Dunphy racked up several impressive accolades during this dominant era of Penn basketball, including 10 Ivy League titles and 310 total wins, second most in the Ivy League all-time. However, Dunphy’s impact on his players and coaches transcended the court and their success.
“He allowed others to do what they do well if it wasn’t a strength of his,” said Penn coach Steve Donahue. “That’s the sign of a great leader: the ability to give great responsibility.”
Coaches Michael Jordan (Penn Class of ‘00), Matt Langel (Penn Class of ‘00) and David Klatsky (Penn Class of ‘03) are all not only former players of Dunphy’s, but are also all current members of Colgate’s coaching staff, with Langel as the head coach.
Langel, in addition to being a former player under coach Donahue, coached alongside him at Penn for two years before moving into a position at Temple University as an assistant to Dunphy, who had taken over for the Owls after leaving Penn in 2006. Eventually, Langel arrived at Colgate, and as a couple vacancies opened up, Langel invited his former Penn teammates to join him.
The trio of coaches looked back at coach Dunphy as a model of the excellence they were striving towards, both as coaches and people.
“We don’t have enough time… [Coach Dunphy’s] successes as a basketball coach pale in comparison to what he’s been able to achieve as a man,” said Langel.
“We’re all pieces of him,” said Jordan, “A lot of what we are is because of him. He’s probably one of the best human beings on the planet.”
Langel and Jordan both cited Dunphy’s insistence on accepting nothing less than one's best effort. Unlike Penn, which carries an illustrious legacy in men’s basketball history, Colgate was looking to establish itself as a respectful force for the first time in school history.
You’ll hear all the time that basketball is a "player’s game," but the coaching staff at Colgate has taken this message to heart. Langel carries this message to Colgate and stresses the importance of the little things a player can do to put himself in the best position possible, what he defines as “winning plays.”
Every team begins creating its school culture through the process of recruiting. At Colgate, the coaches want the hardest and most willing workers, who tend to also be good people. Their demands of the players are simply to play hard, play together, and make good decisions.
Just as Dunphy empowered Donahue, Langel also describes how Donahue shifted his perspective on a coach’s role in player development, and also taught him to always push players to maximize their potentials.

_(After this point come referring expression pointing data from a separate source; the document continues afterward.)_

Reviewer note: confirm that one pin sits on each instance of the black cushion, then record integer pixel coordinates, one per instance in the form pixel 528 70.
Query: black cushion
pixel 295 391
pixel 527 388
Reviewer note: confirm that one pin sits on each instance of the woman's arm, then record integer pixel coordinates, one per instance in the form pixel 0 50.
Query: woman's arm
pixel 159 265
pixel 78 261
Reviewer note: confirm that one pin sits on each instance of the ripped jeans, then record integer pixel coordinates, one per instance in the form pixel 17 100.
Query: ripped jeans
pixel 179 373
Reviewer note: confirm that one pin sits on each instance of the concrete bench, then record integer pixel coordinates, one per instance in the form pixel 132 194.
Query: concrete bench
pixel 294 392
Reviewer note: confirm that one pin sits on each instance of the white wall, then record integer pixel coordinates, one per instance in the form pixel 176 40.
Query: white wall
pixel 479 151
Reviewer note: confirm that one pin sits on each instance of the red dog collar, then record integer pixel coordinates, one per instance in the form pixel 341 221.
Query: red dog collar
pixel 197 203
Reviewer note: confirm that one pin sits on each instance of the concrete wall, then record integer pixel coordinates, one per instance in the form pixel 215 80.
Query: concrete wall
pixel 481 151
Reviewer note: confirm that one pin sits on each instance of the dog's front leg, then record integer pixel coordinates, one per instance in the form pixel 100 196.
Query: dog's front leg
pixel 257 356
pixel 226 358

“Every coach talks about culture, but certainly, it’s been about finding guys who are committed to everything that is Colgate and what has become Colgate basketball,” said Langel.

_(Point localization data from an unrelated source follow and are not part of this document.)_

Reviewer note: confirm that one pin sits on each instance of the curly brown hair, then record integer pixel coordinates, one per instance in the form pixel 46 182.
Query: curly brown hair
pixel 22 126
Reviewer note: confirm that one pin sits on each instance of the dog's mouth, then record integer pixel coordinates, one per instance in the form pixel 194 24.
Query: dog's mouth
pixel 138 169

Even off the court, coach Langel emphasizes how any coach needs to be available to any player willing to advance their game. It’s not just about giving your players the most opportunity by running screens and plays, but also about granting them freedom and responsibility to forge their own play styles.
“We play a free flowing motion offense,” said Jordan. “Us as coaches, we want to give our players as many options as we can, and then they go out and make the decisions.”

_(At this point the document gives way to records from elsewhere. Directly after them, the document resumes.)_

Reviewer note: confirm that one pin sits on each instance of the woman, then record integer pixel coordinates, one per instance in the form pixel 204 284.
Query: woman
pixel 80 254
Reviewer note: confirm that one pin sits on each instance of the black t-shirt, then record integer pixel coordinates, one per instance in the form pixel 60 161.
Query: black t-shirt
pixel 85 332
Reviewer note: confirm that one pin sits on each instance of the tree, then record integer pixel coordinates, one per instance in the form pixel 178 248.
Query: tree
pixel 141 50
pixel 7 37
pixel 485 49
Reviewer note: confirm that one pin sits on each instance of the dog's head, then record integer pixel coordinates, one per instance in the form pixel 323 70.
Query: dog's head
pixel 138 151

The freedom of pace and style has allowed Colgate’s players to cultivate their own identity as a team in recent years. The staff and players have completely turned the program around: going from 8-22 in Langel’s first season to a combined 68-34 over the past three.
The coaches display supreme faith in their players’ competitiveness and their own personal desires to improve. This trust in the players partially results from Dunphy’s unconditional belief in them.
“I can hear [Dunphy] ringing in my ears: That it’s never about you; it’s always about the team or the group or the community,” said Langel. “Coaching, it’s an incredible platform to be a part of young people’s lives.”
These cultures share a nearly identical system of values that allow players to flourish given their strengths. There is no question that the many teachings and lessons of coach Dunphy and Donahue have impacted and still continue to impact the basketball programs at Penn and Colgate.
“Don’t make it about yourself. That’s something that stuck with you, and still sticks with you today.” said Jordan.